Waarover schrijf je als het land onder de
sneeuw ligt en de morgen, om een of andere reden, je welgevallig is, voorspoedig
schijnt voor wat van je dag zal zijn: een vriend die je halen komt met zijn vier
maal vier, je tocht door de besneeuwde velden onder hoge luchten, hij je brengen
zal tot de vijver en je zien zult - al weet je verbeelden het al - hoe hij er
bij zal liggen, beschermd en van een roerloosheid die verbaast, de roerloosheid
gestold op een doek van Bruegel, of op een schilderij dat je in je gedachten
hebt van een vriend.
In feite, hoef je er niet heen te
rijden, je weet het, je ziet het met de ogen van je verbeelden; van uit de
ruimte binnen in jou beloert je de sneeuw, smaakt je ze, voelt je ze. Het is
meer dan als je er al zou zijn, want je bent er nu al, in de verwachting er te
zijn, er te wandelen, het geluid van je stappen in de sneeuw, de lucht te
voelen en te ademen.
Zo ben je ook ineens op vele andere plaatsen,
ben je boven op de Bieshorn, in de sneeuw op een hoogte van meer dan
vierduizend meter, rillend, bevroren bijna, terwijl je hier losjes over de sneeuw kunt wandelen, meer dan
ontspannen, met een straal van geluk als het grijze oosten een zilveren helderheid
wordt.
Straks zal je er staan, zal de zon er zijn, zal je neerzitten op het
terras, goed ingeduffeld, is er in je gelaat en leden de deugddoende warmte van
de zonnestralen, zoals het vorige week was toen je er zat; zal je vergeten wie je
bent, met een boek voor jou op de tafel, na de sneeuw te hebben weg gekeerd,
maar lezen zal je niet, het boek voor jou is je voldoende. Wel kijken hoe effen
wit nu het water van de vijver is bedekt, jij erop lopen kunt, misschien; peinzend hoe
het vroeger kon en hoe het nimmer meer zijn zal.
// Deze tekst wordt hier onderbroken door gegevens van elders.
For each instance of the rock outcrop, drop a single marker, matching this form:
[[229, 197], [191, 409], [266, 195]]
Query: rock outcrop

Want dit weet je met zekerheid, de
enige zekerheid die je nog houdt: wat voorbij is, is voorbij en voorbij is een
vreselijk woord, soms, een woord dat niets ontziet, een woord dat van het nog komende is, dat ook voorbij zal gaan.
Dit alles is van het momentum vóór het
moment dat van de vijver is als je er aankomt, als je uitstapt, en je de
helderheid van de luchten smaakt op je droge lippen. Je wandelt dan samen omheen de vijver. Op
het verste punt ligt een reiger, de hals, de lange, schichtige poten
uitgestrekt, de ogen open. We halen hem van het ijs, het is te koud om daar te
blijven liggen. Op de plaats waar hij lag is een deel van de sneeuw weg
gesmolten, lang kan hij er niet gelegen hebben. Wat is er met hem gebeurd, wat doen we met het dode lichaam?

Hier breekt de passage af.